There has been anecdotal evidence that Wikipedia’s prospects have shifted recently. Deterioriting article quality, backslide of featured articles, pages unnecessarily put in the deletion process.
But this graph provides definitive, sobering proof of something gone awry:
(UPDATE: n.b. the chart is for en.wikipedia.org specifically)
Sometime in September/October of 2006, the growth rate of Wikipedia dropped dramatically. It crossed over from overperform to underperform in that time. And it’s been mired in that slump ever since.
People have recognized the community has been facing issues of quality and growth, but it has never been as stark as it is here. Wikipedia seems to be hitting that top part of the S-curve, and it’s something the community has been worried about for a while.
What could explain this? The beginnings of a virtual colony collapse disorder, or the natural course of a mature community?
Is it governance issues? A new board was put in place almost the exact same time while multiple staff reshuffles have taken place. Certainly a new style of oversight and leadership has taken hold. The board is larger than its ever been, and is very much an operational, hands-on entity. Gone are the days of grassroots informality. Elected folks are now delegated with authority and a six figure budget. Formal “chapters” with leaders dominate the community organizing efforts. There is still lingering resentment over the selection of an Asian city over a European city for the Wikimania 2007 conference. The stakes are higher. Have the tensions too?
Is a “tragedy of the commons” affecting Wikipedia? As a community grows, and becomes more anonymous and unfamiliar with each other, the same original grassroots underpinnings start to fade. It’s the difference between a town and a city. The difference between Ann Arbor and Detroit. In big town concrete jungle Wikipedia, unfamiliarity with others fosters incivility. This was something that was more often kept under control in small town picket fence-lined Wikipedia.
Is it the natural consequence of a nearly complete project? The “low hanging fruit are all gone” according to one Wikipedian. The thrill of starting the article on [[Monkey]] or [[Theodore Roosevelt]], and the associated feeling of empowerment, no longer exists. More and more, newbies are met with “don’t touch that,” or “we don’t do that here.” As more veterans leave, their ranks are not being filled with those inspired by the early exuberance and “aha” factor that Wikipedians felt even one year ago.
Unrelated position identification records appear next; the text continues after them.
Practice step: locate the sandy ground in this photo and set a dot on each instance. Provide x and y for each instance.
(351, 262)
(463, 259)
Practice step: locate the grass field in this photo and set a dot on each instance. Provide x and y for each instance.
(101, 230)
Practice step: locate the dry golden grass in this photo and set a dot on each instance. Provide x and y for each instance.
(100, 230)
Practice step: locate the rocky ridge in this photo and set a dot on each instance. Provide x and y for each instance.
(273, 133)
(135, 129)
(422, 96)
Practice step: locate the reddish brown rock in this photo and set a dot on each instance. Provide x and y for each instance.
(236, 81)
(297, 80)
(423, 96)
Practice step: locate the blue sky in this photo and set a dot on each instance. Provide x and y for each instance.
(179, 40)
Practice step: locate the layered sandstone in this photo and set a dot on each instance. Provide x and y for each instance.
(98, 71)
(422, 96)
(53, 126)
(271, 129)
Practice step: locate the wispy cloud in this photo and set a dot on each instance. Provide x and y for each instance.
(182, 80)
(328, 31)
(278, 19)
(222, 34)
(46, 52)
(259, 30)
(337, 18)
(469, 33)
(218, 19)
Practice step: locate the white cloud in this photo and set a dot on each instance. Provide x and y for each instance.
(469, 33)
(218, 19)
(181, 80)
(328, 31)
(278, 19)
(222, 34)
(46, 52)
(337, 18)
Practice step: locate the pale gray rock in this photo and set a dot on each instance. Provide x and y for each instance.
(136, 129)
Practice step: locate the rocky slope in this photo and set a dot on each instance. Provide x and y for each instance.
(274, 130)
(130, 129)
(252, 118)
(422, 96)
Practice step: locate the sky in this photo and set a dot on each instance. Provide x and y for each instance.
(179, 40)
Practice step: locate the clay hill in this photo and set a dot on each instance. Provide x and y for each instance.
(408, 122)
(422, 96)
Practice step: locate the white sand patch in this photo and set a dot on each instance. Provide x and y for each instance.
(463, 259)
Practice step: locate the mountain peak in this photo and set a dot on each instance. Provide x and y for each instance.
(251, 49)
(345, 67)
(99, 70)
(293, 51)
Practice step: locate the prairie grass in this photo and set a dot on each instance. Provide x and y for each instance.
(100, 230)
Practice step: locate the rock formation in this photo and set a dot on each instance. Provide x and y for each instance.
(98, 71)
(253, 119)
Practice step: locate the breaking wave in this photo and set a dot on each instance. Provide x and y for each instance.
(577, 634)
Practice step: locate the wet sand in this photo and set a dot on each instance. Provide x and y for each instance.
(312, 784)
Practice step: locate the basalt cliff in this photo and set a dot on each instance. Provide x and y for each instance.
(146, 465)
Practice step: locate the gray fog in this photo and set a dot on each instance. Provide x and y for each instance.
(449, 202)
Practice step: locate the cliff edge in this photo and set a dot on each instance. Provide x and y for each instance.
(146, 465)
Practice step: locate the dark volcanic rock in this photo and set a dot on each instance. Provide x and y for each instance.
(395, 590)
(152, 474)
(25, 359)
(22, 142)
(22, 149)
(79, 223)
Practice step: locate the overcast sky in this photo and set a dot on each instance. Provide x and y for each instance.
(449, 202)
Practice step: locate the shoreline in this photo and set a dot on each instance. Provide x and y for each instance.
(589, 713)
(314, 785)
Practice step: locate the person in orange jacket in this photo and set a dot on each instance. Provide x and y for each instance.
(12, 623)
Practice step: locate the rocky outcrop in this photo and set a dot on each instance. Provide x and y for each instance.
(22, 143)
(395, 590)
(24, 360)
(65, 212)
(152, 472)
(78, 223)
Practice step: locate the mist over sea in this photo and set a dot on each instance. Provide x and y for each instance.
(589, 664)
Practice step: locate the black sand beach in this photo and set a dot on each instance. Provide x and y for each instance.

That has a significant effect on whether quality editors can be replaced. New article writing, map creation and forming new features all thrilled the first generation of Wikipedians. Today, the mundane and boring tasks remain — copyediting, fact checking and vandalism fighting.
Increasingly, Wikipedia admins today find themselves fending off the tacking on of often pointless “Trivia” sections to every article. (If they’re lucky, they can shunt these factoids to pages such as [[Eiffel_Tower_in_pop_culture]], but you are still left with cringeworthy examples like [[Hitler_in_popular_culture]])
Perhaps the only virgin areas for Wikipedia are ones related to “newsmakers” or sudden celebrity. News is constantly streaming out new facts, stories and personalities, and Wikipedia’s strength has been to capture it all. Another area of potential growth involves “second level” articles that go up the information pyramid — comparative analyses, “Impact of…” articles, or large sweeping [[The Eighties]] roundups. The problem is they start to drift closer to a current no-no within the community — original research. Those attitudes may have to change.
A community built on passion and interest can do great things. For six years, it has done great things in Wikipedia. But what happens when the fuel is exhausted? The low hanging fruit has been plucked. The soil not as rich. Has the golden age of Wikipedia passed? And how will it be recorded in [[Wikipedia]]?